What is to be done? Already our business schools have swung into action, developing courses that pay special attention to ethical issues in business. Imagine that the National Football League, concerned about the level of violence in professional football, proposed that colleges spend more time lecturing college athletes on sportsmanship. Courses on business ethics will have exactly as much influence. The way to keep people from breaking the rules is to make them afraid, and the way to make them afraid is to catch them if they cheat and to punish them if they are caught.

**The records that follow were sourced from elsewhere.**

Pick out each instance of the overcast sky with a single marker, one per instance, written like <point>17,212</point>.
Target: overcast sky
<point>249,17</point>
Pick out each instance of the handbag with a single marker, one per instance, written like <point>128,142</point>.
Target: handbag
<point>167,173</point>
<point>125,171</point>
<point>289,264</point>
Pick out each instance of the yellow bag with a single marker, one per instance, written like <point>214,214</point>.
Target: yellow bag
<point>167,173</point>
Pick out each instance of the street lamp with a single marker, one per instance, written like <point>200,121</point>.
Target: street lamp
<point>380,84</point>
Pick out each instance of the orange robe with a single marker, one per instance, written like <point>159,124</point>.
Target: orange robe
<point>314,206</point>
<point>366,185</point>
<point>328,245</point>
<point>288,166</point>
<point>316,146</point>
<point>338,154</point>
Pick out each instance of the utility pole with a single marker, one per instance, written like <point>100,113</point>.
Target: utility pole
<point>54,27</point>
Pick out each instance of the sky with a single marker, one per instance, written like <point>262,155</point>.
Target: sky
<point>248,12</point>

In the week this past February when stunned colleagues watched as a senior executive at Kidder, Peabody & Co. was led out of his office in handcuffs, I happened to be reading a novel about money, George Orwell’s Keep the Aspidistra Flying. Of people who are not rich— people like the secretaries and data entry clerks at places like Kidder, Peabody—Orwell writes: “Our civilisation is founded on greed and fear, but in the lives of common men the greed and fear are mysteriously transmuted into something nobler. The lower-middle-class people in there, behind their lace curtains, with their children and their scraps of furniture and their aspidistras—they lived by the money-code, sure enough, and yet they contrived to keep their decency. The money-code as they interpreted it was not merely cynical and hoggish. They had their standards, their inviolable points of honor.”

Inviolable points of honor? Not always. Not on Wall Street, not on Main Street, not in City Hall, not even in the laboratories of our scientists. Nevertheless, I’m grateful to Orwell for this reminder that honesty is less rare than it sometimes seems, and grateful for a phrase that does justice to the current scandal. Cynical and hoggish.